Saying this it is easy to be captivated by a theory - even if its purpose is partly to question the theoretical. What you do matters infinitely more than what you say. So my 'collaboartion' is an attempt to test the theory out in practise. I need to make, I have found a niche for myself in the desire to make tent-ish temporary architecture rooted in a desire to have a non-vicarious relationship with the world. As the vicar mediates ones knowledge of God, from the moment we enter primary school, science mediates our knowledge of the world. I want to undo this - not as way to return to innocence, but as a way to intelligently proceed. 
For this endeavour the possibility of objectivity is mooted. But the desire to know is everything, even though 'know' is not the right word.


The Trope of Collaboration

I am starting to think already that it could be dangerous to get hung up on the word 'collaboration'. Is this too contrived ? I think it's a good starting block.

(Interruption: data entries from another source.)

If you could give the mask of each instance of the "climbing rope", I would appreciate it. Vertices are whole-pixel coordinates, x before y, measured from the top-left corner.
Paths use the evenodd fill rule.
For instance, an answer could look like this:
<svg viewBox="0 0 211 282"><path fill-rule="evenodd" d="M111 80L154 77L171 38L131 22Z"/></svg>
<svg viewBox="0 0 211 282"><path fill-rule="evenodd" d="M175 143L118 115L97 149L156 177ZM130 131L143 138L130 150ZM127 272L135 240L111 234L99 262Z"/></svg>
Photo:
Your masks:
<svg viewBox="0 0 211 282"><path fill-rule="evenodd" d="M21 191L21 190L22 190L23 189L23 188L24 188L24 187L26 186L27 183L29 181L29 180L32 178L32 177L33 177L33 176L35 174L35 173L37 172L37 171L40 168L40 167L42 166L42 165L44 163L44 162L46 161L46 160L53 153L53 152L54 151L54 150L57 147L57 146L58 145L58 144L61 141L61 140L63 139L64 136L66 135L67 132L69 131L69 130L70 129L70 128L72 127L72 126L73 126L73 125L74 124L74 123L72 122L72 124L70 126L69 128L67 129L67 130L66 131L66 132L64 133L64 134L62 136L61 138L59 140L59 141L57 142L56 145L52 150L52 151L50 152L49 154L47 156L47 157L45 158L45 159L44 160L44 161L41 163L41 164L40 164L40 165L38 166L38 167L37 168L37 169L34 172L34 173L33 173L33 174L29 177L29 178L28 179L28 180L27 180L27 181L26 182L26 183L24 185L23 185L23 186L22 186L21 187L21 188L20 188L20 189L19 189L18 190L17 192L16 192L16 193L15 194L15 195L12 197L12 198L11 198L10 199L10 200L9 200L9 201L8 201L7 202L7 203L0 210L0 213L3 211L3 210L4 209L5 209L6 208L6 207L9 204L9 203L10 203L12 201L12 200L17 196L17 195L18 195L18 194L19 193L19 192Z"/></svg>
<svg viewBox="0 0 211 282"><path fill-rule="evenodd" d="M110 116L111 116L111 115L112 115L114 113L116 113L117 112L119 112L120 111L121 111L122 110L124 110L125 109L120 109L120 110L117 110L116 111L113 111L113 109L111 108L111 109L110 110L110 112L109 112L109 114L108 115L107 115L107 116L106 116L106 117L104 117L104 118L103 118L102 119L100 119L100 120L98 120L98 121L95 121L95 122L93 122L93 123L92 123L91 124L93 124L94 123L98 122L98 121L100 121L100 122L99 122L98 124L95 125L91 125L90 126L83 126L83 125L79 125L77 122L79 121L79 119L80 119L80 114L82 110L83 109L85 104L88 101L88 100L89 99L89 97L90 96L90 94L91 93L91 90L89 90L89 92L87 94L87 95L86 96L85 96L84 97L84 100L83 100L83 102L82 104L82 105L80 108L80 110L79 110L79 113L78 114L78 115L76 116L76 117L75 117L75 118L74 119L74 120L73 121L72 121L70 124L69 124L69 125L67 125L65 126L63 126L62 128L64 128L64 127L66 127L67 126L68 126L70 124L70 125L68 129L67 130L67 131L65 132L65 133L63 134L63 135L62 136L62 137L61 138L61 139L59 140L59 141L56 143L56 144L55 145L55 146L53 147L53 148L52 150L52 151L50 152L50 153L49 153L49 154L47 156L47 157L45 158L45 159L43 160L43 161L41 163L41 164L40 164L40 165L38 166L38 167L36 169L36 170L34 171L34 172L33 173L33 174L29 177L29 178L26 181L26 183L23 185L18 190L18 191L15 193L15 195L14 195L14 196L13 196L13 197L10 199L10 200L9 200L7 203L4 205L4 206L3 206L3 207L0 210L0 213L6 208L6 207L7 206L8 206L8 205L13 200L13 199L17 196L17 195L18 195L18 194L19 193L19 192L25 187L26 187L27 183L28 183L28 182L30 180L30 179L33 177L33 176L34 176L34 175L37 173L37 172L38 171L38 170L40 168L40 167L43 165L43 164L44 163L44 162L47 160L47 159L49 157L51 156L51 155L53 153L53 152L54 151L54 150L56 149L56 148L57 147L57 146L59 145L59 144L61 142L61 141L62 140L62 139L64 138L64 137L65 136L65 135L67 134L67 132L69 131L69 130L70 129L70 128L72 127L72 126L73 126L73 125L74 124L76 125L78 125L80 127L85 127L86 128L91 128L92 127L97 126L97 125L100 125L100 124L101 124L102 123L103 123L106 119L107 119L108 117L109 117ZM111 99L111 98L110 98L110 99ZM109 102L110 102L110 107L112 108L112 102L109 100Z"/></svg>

I have to be careful not to do really blatantly obvious things under the trope of collaboration - like those people from 'Perfect Curve' (on the Twenty Twelve TV show) who think they've invented the pun. I need to make things not already made ( I have to admit I made many versions of the funnel in the warm up to this exercise) I have to make things, and not know if they will work, not know if my collaborator will run with them. I want to make things that are more because we have done it together.
I feel awkward also that I am getting water involved in something I want to do - would it be better to think that I am involving myself in what it has done forever? Suddenly I am aware of how massive water is, and I am not concerned about my default instinct to control it , but instead about the impossibility of being an equal with something so immense.  Does that make me subservient? I may be the minion, but if this is a collaboration I also need to be sure of  my own equality. I should think of myself as a representative of humanity.
Already looking back over this blog, it seems to me it is easy to see the balance of power any way you want to. Perhaps it depends on scale : humanity and water both work on the meta and the micro, whose in charge might depend on the location on this scale. Its good when balance has the potential to swing either way in a collaboration.